Of the nearly 27,700 students/families that responded, the district said 71% chose the “in person” model.

Students who did not respond are automatically being enrolled in the “in person” option, the district said.

Dr. Michael Schumacher, Ed.D, the district’s interim Associate Superintendent for Human Resources, told the board Monday that students will have to stay in their assigned learning mode for the entire fall semester.

“We do not have the capacity to move kids in and out of modes right now,” Schumacher said. “Once they’re assigned [to either ‘remote only’ or ‘in person’] they’ll have to stay in that.”

Meanwhile, in their own survey, 74% of Shawnee Mission staff said that they would prefer to teach in an “in person” model, with just 8% saying they’d prefer remote-only teaching. But Schumacher acknowledged that some teachers expressed concern over picking “remote” because they feared losing their spots at their schools and may have selected an “Other” option as a result.

Schumacher said they’ll work to have students, even those learning remotely, remain in group cohorts made up of other students from their home schools and taught by teachers at their schools, but he said it may not be possible in all cases, especially for some high school courses.

What about fall sports and student activities?

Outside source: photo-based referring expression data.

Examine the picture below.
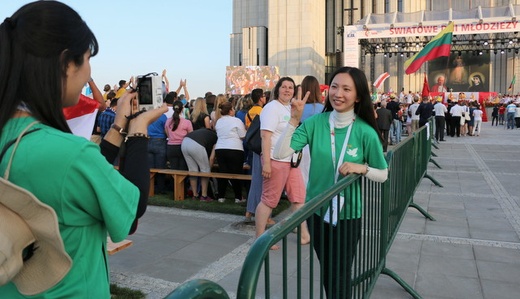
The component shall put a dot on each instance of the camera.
(149, 92)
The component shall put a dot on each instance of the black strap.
(10, 143)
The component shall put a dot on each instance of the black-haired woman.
(344, 139)
(176, 129)
(229, 149)
(45, 48)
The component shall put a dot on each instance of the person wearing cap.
(440, 111)
(58, 248)
(123, 85)
(425, 111)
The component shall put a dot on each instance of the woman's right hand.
(142, 121)
(297, 106)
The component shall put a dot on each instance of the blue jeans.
(395, 131)
(157, 159)
(255, 192)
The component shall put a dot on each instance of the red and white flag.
(82, 116)
(379, 81)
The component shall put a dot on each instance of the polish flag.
(82, 116)
(379, 81)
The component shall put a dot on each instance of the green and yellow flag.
(439, 46)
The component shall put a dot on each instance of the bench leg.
(151, 192)
(178, 183)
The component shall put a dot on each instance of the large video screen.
(242, 80)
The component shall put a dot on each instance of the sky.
(190, 39)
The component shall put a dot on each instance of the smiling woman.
(343, 140)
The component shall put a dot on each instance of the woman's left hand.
(349, 168)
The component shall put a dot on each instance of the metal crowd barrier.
(295, 270)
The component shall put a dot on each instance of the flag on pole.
(439, 46)
(512, 82)
(379, 81)
(82, 116)
(426, 88)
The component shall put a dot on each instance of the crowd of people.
(456, 116)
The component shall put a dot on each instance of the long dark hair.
(36, 45)
(364, 108)
(178, 106)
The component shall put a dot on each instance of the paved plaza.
(472, 250)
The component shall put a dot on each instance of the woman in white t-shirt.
(229, 149)
(278, 173)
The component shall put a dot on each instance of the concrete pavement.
(471, 251)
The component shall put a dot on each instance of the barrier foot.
(421, 210)
(433, 180)
(400, 281)
(435, 163)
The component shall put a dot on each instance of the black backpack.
(253, 138)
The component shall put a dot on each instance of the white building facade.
(310, 37)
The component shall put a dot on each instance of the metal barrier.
(362, 241)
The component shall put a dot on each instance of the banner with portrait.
(460, 73)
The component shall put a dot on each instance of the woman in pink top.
(176, 128)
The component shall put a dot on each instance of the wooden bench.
(179, 176)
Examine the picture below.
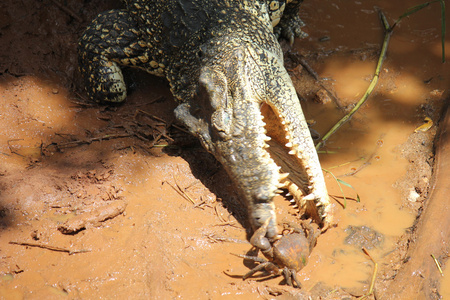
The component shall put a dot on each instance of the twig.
(68, 11)
(373, 83)
(438, 265)
(49, 247)
(374, 275)
(90, 140)
(180, 191)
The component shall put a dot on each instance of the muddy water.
(170, 245)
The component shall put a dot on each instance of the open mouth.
(293, 167)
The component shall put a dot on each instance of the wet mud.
(120, 202)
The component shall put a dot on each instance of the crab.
(285, 256)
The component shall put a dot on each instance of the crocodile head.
(247, 114)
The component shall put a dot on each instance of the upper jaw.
(236, 99)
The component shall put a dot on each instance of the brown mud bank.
(150, 214)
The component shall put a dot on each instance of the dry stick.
(438, 265)
(374, 275)
(90, 140)
(48, 247)
(67, 11)
(387, 36)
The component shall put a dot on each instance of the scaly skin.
(223, 62)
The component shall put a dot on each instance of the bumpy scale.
(225, 67)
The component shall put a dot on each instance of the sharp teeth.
(284, 175)
(309, 197)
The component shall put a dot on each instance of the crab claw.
(260, 241)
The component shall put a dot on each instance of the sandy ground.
(120, 202)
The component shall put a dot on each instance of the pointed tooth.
(309, 197)
(284, 175)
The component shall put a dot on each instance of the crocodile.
(224, 65)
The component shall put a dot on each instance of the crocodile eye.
(274, 5)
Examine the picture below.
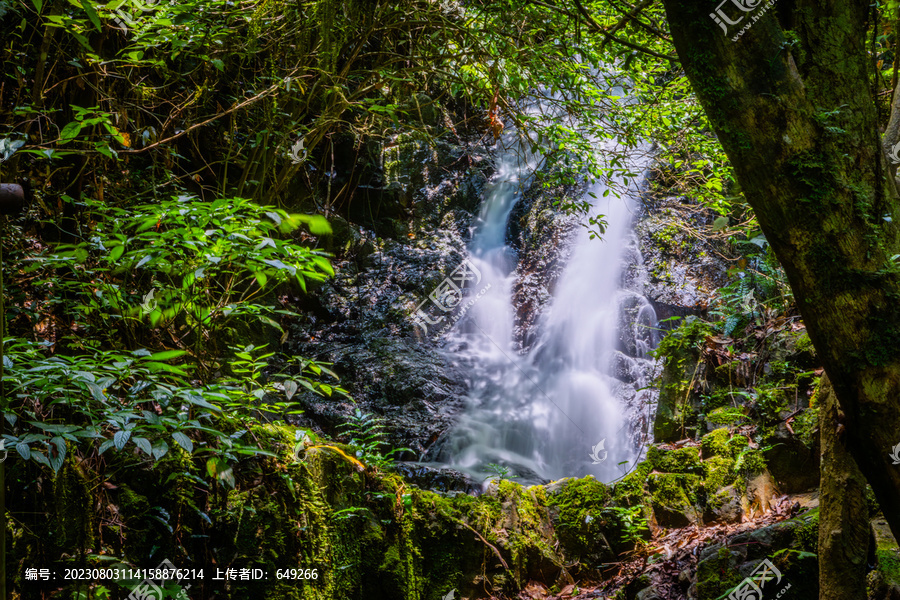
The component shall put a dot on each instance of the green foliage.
(631, 522)
(194, 268)
(366, 434)
(135, 401)
(500, 472)
(691, 333)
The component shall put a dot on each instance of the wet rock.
(884, 580)
(541, 235)
(437, 479)
(679, 400)
(760, 494)
(648, 594)
(674, 498)
(683, 269)
(788, 547)
(724, 507)
(793, 464)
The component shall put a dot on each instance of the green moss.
(751, 462)
(674, 494)
(578, 506)
(719, 473)
(806, 537)
(74, 531)
(715, 443)
(631, 490)
(717, 575)
(679, 460)
(804, 344)
(806, 425)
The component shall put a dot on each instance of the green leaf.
(91, 13)
(317, 224)
(121, 438)
(23, 450)
(144, 445)
(41, 458)
(167, 355)
(183, 441)
(160, 450)
(116, 253)
(199, 401)
(156, 367)
(70, 132)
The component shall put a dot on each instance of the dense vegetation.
(192, 169)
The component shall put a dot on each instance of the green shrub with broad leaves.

They’ll definitely be impacted.

The district says “high risk” activities that involve a lot of close, physical contact, like football and wrestling, would still be allowed to have workouts and practices but would not be able to compete unless the county is in the green “zone.”

Already, this summer, the district has suspended workouts and conditioning for fall sports multiple times due to positive COVID-19 cases.

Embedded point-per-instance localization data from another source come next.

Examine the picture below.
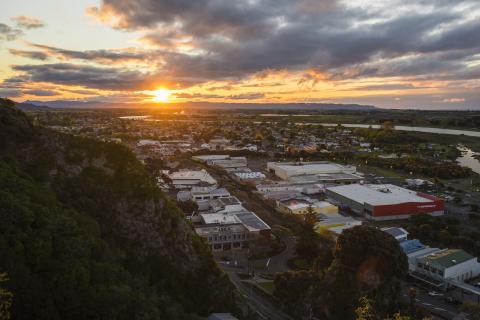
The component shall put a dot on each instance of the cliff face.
(85, 233)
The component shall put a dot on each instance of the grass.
(267, 286)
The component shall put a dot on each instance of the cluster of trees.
(366, 263)
(86, 234)
(418, 165)
(444, 232)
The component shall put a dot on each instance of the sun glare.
(161, 95)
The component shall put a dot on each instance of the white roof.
(210, 218)
(323, 204)
(208, 157)
(374, 194)
(309, 167)
(202, 175)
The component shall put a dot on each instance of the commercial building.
(223, 161)
(441, 268)
(385, 202)
(249, 176)
(314, 172)
(187, 179)
(301, 206)
(228, 225)
(449, 264)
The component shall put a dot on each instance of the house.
(448, 264)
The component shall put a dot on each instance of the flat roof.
(252, 221)
(211, 218)
(449, 258)
(320, 166)
(377, 195)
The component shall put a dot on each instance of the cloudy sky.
(389, 53)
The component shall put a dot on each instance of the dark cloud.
(28, 22)
(92, 55)
(240, 38)
(41, 93)
(35, 55)
(87, 76)
(10, 93)
(247, 96)
(8, 33)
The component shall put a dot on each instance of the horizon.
(422, 55)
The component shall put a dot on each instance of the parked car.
(452, 300)
(435, 294)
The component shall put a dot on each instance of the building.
(187, 179)
(302, 206)
(448, 264)
(218, 144)
(440, 268)
(399, 234)
(321, 169)
(249, 176)
(223, 161)
(231, 227)
(223, 232)
(385, 202)
(202, 195)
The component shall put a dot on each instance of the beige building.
(299, 206)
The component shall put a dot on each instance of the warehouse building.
(385, 202)
(314, 172)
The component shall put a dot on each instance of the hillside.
(86, 234)
(297, 107)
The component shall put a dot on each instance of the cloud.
(247, 96)
(8, 33)
(454, 100)
(28, 22)
(82, 75)
(41, 93)
(105, 56)
(35, 55)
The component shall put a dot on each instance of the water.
(134, 117)
(406, 128)
(468, 160)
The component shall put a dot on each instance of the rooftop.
(449, 258)
(378, 194)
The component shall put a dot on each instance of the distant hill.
(85, 233)
(201, 105)
(31, 107)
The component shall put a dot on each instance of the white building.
(187, 179)
(314, 172)
(249, 176)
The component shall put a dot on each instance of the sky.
(387, 53)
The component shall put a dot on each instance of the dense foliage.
(86, 234)
(367, 263)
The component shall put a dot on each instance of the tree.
(472, 309)
(368, 262)
(6, 298)
(365, 310)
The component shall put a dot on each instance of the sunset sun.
(161, 95)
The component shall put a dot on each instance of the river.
(468, 160)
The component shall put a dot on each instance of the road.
(436, 305)
(257, 302)
(278, 263)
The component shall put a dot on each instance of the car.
(452, 300)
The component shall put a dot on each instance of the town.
(247, 185)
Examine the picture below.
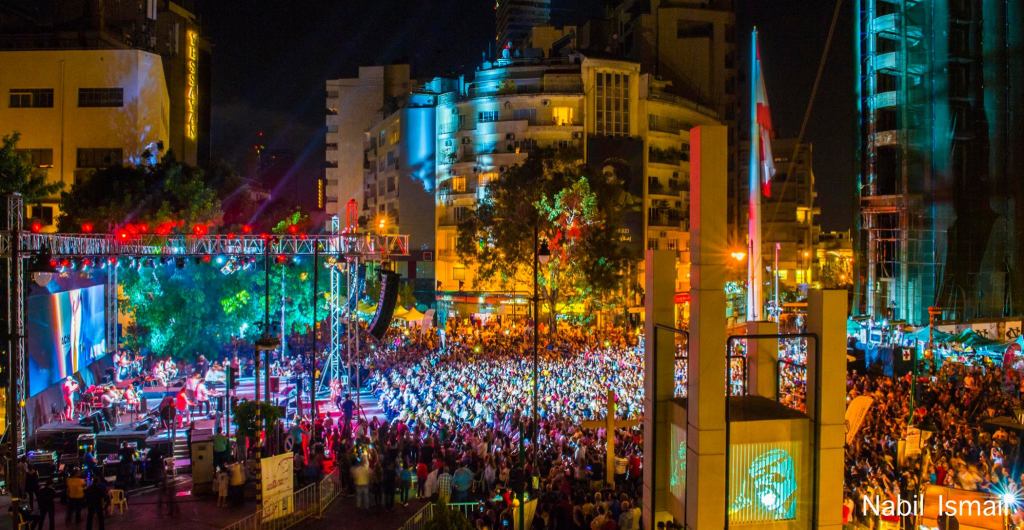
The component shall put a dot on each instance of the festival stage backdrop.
(764, 483)
(66, 335)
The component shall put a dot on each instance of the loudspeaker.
(385, 304)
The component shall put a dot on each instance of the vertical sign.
(192, 84)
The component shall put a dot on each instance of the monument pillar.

“Moderate-” and “low-risk” activities, like cross country, volleyball and soccer, could be played with mitigation measures in place, including potentially wearing masks during competition, or in the case of cross country, staggering when runners start races.

Choir, band and theater, which typically require students to be in close quarters while breathing and exhaling heavily, fall under the “high risk” category. Bill Thomas, the district’s Director of Performing Arts, said they’re exploring alternatives, like having groups practicing outdoors and livestreaming concerts.

“It’s difficult when you have something you love,” Superintendent Fulton said. “We’ll be advocating for these students, and if we can’t do activities this fall, we may look at coming up with alternatives.”

He said that could include potentially playing fall sports in the spring.